Entró en el automóvil y lo puso en marcha.
—Avíseme. Yo paso por mi casa a cada momento.
Antes de entrar en el dormitorio, Carlos envió a la criada por las medicinas.
—Entérate, también, de si ha regresado don Baldomero.
Doña Mariana se había amodorrado. Carlos esperó el regreso de la
Rucha
. La Vieja se despertó con el ruido de la puerta. Tomó el piramidón recetado. Había que ponerle, además, unas inyecciones y aplicarle unas ventosas. Carlos se ofreció a hacerlo. A cada movimiento, doña Mariana tosía. Gimió brevemente al ser pinchada. Se adormiló de nuevo, y sólo se espabiló un poco cuando le trajeron de comer. Pidió café y coñac. Parecía encontrarse mejor.
—Mañana, Carlos, te vas, temprano, a La Coruña. Tengo mucho dinero en cuenta corriente y quiero que lo pongas a tu nombre. De lo contrario, la Hacienda se llevará su parte, y yo no quiero que el Estado se enriquezca a mi costa. Además, hay que arreglar el asunto de mi sepultura. El arzobispo ha reconocido mi derecho a enterrarme en Santa María, y en el Gobierno Civil existe un expediente para conseguir el permiso del Estado. No estoy dispuesta a que me entierren en otra parte, de modo que lo resuelves como sea. Siempre hay un empleado que admite dinero o un gobernador que se deja convencer por un donativo a las escuelas nocturnas. Me da lo mismo. Lo que quiero es ser enterrada en mi iglesia.
Se interrumpió y pidió agua.
—La fiebre me da sed. Cuando yo era niña, a los que tenían fiebre no les dejaban beber agua.
Señaló un cajón de una cómoda.
—Ahí están mis llaves. Hazte cargo de ellas y de todo. En el escritorio encontrarás dinero. En fin, revuelve lo que te parezca y vete enterando.
Sonrió, se estiró en la cama, hizo una muequecilla de dolor.
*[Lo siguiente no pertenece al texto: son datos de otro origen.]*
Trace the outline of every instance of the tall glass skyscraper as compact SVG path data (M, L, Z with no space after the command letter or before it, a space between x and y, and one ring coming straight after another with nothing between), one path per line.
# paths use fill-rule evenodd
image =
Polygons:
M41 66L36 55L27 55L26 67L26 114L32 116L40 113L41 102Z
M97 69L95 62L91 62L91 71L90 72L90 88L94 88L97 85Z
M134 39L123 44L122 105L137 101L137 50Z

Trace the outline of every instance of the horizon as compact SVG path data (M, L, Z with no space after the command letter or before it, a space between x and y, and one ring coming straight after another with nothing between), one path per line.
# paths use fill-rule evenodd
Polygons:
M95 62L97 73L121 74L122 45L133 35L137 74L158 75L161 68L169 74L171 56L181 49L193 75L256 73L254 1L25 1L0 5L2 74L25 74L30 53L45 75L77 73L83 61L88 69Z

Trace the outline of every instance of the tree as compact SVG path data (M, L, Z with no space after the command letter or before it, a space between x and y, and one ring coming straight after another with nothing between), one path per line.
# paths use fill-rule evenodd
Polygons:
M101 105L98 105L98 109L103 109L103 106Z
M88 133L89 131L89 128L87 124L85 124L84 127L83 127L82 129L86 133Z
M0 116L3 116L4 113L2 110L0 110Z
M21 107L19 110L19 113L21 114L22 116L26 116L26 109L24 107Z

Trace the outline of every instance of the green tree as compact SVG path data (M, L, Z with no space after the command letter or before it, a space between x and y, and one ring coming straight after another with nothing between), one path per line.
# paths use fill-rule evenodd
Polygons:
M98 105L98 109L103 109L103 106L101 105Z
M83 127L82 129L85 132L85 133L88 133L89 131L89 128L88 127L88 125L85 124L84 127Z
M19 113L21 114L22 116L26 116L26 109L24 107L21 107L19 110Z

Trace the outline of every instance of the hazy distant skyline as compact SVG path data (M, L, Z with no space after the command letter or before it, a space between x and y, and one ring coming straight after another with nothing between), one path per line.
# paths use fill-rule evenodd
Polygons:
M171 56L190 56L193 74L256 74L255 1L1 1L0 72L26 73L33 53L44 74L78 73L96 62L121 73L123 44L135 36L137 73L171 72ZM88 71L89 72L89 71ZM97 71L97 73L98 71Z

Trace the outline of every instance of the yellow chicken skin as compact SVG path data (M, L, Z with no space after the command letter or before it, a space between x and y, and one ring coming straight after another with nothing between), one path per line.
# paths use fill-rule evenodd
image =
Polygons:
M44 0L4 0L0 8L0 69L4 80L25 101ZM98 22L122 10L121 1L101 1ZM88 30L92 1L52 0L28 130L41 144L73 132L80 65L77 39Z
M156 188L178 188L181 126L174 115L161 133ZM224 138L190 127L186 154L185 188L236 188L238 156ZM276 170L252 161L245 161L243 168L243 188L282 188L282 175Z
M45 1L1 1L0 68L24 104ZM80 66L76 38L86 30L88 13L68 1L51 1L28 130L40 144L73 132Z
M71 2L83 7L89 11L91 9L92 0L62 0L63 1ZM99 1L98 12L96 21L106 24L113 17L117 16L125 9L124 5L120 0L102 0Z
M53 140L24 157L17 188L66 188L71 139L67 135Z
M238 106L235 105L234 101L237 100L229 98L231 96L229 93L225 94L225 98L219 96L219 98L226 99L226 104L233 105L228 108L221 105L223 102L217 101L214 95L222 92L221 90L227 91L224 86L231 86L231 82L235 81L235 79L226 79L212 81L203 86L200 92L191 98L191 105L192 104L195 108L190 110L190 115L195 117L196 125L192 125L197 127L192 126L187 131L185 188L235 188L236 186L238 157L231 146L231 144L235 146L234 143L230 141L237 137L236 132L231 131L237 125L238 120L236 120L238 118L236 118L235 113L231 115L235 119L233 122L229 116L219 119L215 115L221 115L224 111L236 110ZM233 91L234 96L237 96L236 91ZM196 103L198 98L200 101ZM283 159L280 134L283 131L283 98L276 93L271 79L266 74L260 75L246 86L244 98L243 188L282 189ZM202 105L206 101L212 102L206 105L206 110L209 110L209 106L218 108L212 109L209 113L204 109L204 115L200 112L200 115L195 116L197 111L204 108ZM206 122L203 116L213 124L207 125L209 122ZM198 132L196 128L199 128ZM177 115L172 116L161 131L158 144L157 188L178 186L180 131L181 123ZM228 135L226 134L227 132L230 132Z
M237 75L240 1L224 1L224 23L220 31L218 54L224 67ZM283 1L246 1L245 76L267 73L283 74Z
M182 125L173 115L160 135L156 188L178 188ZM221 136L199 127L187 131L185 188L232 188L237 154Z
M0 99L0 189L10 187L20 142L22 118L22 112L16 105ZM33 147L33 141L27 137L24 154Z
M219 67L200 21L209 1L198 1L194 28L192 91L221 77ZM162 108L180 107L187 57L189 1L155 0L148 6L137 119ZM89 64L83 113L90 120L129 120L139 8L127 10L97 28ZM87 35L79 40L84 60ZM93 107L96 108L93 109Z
—Pero no me dejes sola más que lo indispensable. Me gusta hablar contigo y tengo que aprovechar el tiempo que me quede.
El
Cubano
parecía más satisfecho que el día anterior, aunque pretendiese disimular la satisfacción con frialdad fingida y parquedad de palabras. Dijo que Miguel, el patrón, y los cuatro marineros que le acompañaran estarían en la cama, porque se habían mojado mucho mientras bregaban de lo lindo; que les pasaría recado y que, cuando pudiesen, irían a ver «a la propietaria del barco». Después, como sin darle importancia, preguntó a Carlos si se sabía algo de Aldán, y Carlos le respondió que aún era pronto y que no escribiría hasta tener resuelto lo que le llevaba a Madrid. Cono el
Cubano
no respondiera con ningún denuesto contra Aldán, Carlos aprovechó el momento y la soledad de la taberna para contar al
Cubano
algo de lo que había sacado a Juan de sus casillas hasta apartarle de su deber. No mencionó para nada al padre Ossorio: dijo que Inés había escapado para entrar en un convento y que se había vuelto atrás, pero que no se atrevía a regresar a casa, y que por eso Juan, como de más autoridad, había ido a buscarla.